2. A company can accept an investment commitment from an investor only after that investor has opened a verified account with all legal and financial documents checked, and due diligence completed.

3. Almost all exemptions under US Federal Securities law have defined limits to investment advice. Regulation Crowdfunding prohibits funding portals and issuers from offering investment advice! Remember, due diligence documents and education materials must be presented, but not in the form of advice or advertising persuasion. SEC fines can ensue!

4. One of the strictest stipulations under Regulation Crowdfunding is investor solicitation. It takes a crowd to invest, but to remain in exempt status under US Federal Securities law investor solicitation must be closely guarded. All open marketing efforts of the company must occur exclusively through one FINRA registered funding portal or broker. The startup cannot actively advertise the offering separate from the chosen funding portal at all! All other social media and written documents must come from an informational, not persuasive perspective.

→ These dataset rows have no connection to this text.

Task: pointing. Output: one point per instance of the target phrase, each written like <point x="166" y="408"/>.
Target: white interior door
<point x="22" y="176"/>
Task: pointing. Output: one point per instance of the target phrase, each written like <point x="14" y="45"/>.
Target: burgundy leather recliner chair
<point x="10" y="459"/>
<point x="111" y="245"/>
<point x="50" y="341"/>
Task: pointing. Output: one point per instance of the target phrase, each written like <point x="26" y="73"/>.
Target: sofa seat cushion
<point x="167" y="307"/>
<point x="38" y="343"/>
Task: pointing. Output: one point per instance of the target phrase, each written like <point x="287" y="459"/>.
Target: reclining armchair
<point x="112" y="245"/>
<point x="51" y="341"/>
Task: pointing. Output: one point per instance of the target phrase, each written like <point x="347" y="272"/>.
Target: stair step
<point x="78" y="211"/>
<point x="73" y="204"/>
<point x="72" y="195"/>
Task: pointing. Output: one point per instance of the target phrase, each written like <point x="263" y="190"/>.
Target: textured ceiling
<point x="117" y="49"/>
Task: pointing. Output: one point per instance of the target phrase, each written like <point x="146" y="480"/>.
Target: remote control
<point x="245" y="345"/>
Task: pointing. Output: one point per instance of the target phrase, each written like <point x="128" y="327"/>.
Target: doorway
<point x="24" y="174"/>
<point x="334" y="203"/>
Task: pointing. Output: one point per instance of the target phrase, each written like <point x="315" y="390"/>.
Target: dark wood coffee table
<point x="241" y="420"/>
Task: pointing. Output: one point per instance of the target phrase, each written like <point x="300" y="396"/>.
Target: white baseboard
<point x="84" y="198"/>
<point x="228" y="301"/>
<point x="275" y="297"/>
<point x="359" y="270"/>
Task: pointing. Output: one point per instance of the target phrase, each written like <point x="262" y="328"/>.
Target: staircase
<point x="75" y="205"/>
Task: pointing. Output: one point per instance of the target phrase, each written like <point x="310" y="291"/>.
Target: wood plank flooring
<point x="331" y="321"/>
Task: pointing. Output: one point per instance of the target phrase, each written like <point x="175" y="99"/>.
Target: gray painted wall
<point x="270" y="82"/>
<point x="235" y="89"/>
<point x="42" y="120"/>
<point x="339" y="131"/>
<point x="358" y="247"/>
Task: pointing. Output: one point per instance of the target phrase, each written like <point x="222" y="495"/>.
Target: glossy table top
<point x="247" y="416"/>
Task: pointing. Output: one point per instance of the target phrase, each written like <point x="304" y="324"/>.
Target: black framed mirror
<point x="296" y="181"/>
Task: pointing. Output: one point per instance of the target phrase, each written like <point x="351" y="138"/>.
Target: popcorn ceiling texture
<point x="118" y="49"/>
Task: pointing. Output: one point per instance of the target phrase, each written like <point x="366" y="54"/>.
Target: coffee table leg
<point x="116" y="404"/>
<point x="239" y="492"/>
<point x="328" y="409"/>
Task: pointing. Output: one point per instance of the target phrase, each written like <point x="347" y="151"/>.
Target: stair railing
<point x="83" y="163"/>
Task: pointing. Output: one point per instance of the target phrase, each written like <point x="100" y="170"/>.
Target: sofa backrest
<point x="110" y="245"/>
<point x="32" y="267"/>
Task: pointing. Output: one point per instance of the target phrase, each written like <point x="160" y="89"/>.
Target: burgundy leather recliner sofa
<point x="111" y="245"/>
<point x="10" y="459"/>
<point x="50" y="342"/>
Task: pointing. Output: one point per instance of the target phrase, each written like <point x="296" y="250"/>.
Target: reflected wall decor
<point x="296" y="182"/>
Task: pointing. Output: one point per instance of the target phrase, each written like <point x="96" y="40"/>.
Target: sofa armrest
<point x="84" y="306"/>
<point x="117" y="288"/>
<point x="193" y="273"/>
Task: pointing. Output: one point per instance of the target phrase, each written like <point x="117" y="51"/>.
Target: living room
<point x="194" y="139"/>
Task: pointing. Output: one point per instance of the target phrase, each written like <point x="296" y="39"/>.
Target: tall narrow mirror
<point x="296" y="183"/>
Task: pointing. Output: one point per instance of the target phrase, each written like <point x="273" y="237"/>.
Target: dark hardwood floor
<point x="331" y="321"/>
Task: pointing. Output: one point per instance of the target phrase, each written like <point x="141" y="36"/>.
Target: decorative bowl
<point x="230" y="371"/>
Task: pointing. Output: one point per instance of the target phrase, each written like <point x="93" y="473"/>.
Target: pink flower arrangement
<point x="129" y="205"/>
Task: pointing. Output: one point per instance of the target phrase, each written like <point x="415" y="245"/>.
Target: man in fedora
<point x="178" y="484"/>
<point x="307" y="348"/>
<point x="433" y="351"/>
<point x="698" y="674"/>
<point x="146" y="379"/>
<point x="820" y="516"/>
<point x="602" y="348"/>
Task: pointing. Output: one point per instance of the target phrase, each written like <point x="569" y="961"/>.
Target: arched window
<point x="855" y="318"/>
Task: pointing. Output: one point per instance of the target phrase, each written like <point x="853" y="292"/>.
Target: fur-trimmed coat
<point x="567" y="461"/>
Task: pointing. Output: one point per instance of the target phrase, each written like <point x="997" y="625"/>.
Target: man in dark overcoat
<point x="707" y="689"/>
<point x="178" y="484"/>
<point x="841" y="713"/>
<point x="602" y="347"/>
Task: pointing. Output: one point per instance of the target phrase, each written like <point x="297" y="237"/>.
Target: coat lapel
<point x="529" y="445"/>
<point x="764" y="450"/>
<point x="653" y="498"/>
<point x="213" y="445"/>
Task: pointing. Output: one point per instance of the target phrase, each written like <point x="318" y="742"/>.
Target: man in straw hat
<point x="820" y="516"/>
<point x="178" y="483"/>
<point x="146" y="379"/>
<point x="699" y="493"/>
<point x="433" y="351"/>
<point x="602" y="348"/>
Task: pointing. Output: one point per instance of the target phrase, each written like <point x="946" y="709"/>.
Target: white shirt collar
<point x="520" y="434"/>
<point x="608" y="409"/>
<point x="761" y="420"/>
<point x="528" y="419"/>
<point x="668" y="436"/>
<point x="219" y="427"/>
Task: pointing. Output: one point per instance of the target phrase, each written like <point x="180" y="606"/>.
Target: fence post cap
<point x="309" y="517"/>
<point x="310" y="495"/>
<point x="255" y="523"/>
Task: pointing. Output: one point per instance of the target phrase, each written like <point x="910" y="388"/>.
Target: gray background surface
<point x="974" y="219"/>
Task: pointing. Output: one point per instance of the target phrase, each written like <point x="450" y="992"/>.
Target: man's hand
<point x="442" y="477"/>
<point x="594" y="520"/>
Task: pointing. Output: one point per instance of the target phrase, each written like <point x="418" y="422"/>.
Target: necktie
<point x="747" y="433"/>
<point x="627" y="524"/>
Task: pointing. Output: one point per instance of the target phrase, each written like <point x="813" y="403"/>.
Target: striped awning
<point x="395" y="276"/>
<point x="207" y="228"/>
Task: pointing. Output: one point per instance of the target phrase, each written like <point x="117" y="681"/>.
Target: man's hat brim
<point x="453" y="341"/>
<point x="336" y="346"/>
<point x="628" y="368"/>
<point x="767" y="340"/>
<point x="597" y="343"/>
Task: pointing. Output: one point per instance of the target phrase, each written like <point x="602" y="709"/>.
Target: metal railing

Any US startup, or any international startup partnering, joint-venturing, or opening a subsidiary in the United States of America need to fully and totally understand the above regulations if equity crowdfunding is in the financial or strategic plan. A good further reading that helps explain these May 2016 launch implications comes from Crowdfund Insider’s Samuel Guzik, JOBS Act Crowdfunding Begins On May 16, 2016: Don’t Get Busted For Solicitation! I hope I’ve alerted you, not because I want you, dear startup, to stop crowdfunding, but because we want you to crowdfund in a smart and savvy manner. Get legal and compliance advice way before registering with the chosen funding portal. Even if the startup is not in the US, US Federal Securities law has an uncanny way of dictating international securities law. This May 2016 crowdfunding launch affects all startups, and all investors who are interested in crowd investing. Be in the know!